Hefty fine for operators of ship stranded on Farnes

The Danio grounded on the Farne Islands. Picture by Seahouses Lifeboat Station.
The Danio grounded on the Farne Islands. Picture by Seahouses Lifeboat Station.

The operators of the Danio, which was grounded on the Farne Islands last year, have been ordered to pay more than £70,000 for two breaches of shipping regulations.

In January, operational management company, Cuxship Management GMBH, of Cuxhaven, Germany, pleaded guilty at Mid and South East Northumberland Magistrates’ Court to charges of failing to maintain a proper look-out and failing to meet the requirements regarding the safety-management system.

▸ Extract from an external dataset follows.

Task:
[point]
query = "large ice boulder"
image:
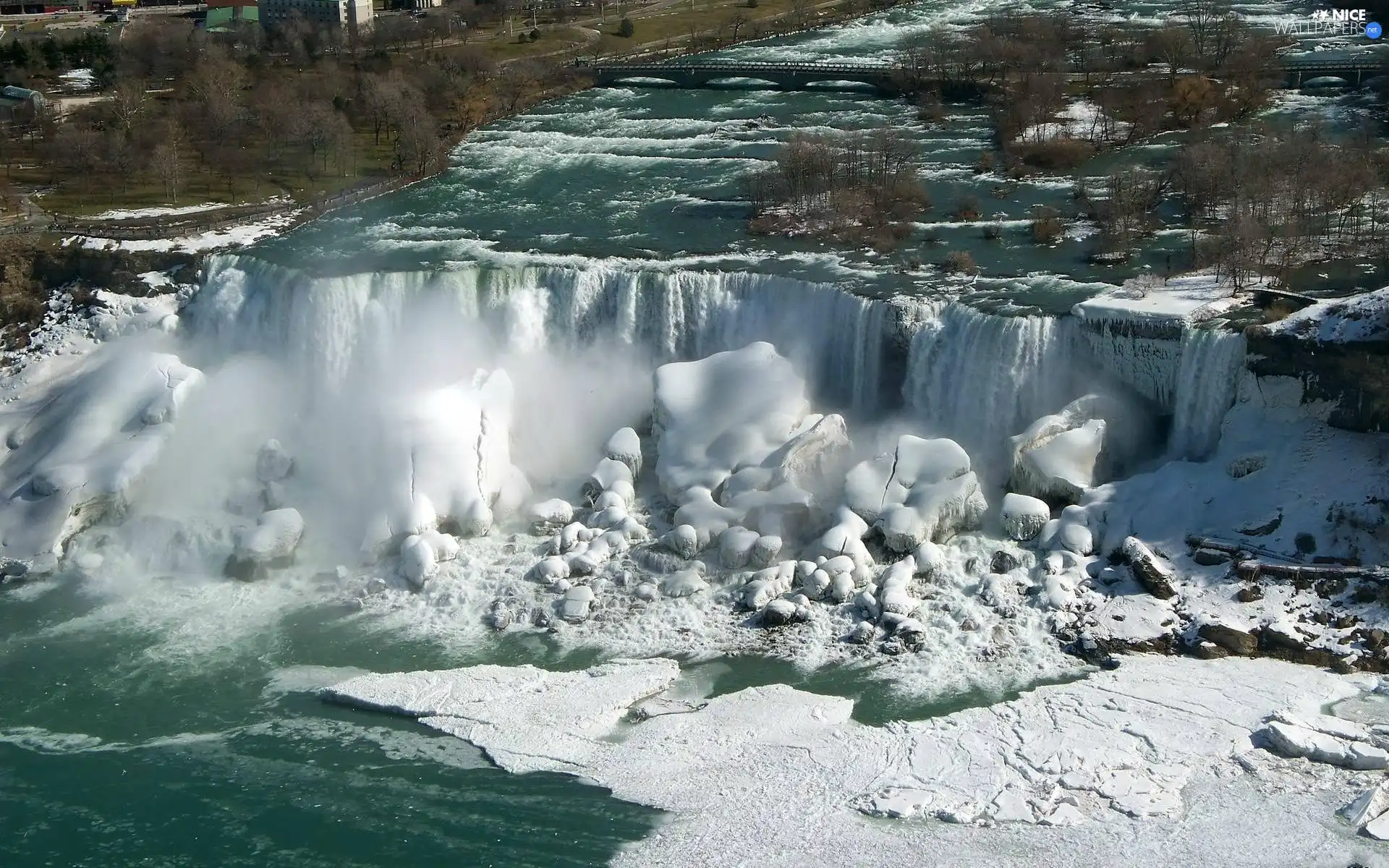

The case was sent to Newcastle Crown Court after magistrates decided that their powers of sentencing were insufficient and this morning, the company was fined £60,000 and ordered to pay costs of £12,796.77, along with a victim surcharge of £120.

It relates to an incident in March last year when the Danio ran aground near the Little Harcar Rock in the Farne Islands in the early hours of the morning.

The vessel, which was stranded for 13 days, was salvaged on the high tide in the early hours of Thursday, March 28, after delays due to tide and weather conditions.

At the initial hearing in January, Graham Duff, prosecuting for the Maritime and Coastguard Agency (MCA), told the court that the chief officer of the vessel took over the watch at midnight before putting in some eye-drops around 3am and falling asleep. The ship then ‘proceeded blind’ for around 90 minutes before hitting the Farne Islands.

The regulations require that the officer of the watch is backed up by a look-out, both of whom have to be qualified. “It appears this vessel sailed as a matter of course without a look-out,” said Mr Duff.

The second charge relates to hours of work; the chief officer who was on watch at the time hadn’t had sufficient rest. Mr Duff added: “There wasn’t sufficient watch and there was a tired officer of the watch. It was an accident waiting to happen, and it did. Clearly the situation that existed on that vessel led directly to that grounding and one can’t always say that.”

It was pointed out, by Tony Cornberg, defending, that there was no loss of life or injury nor any environmental impact.

Passing sentence today, Judge Brian Forster said: “It is clear to me the shocking failure to comply with regulations led the vessel to sail on automatically. The potential for disaster was obvious, as it sailed on silently at night, with no look-out, with the threat to other vessels at sea.”

After the sentencing, Alan Thomson, surveyor in charge at the MCA’s Tyne marine office, said: “It was very fortunate that the damage to the MV Danio was relatively small and that there were no injuries or deaths. It is also fortunate that the effects on such an environmentally sensitive area as the Farne Islands were minimal. The requirement to keep a good lookout is set out in UK, national and international legislation. All owners and operators are reminded to ensure that their vessels are being operated and manned correctly.”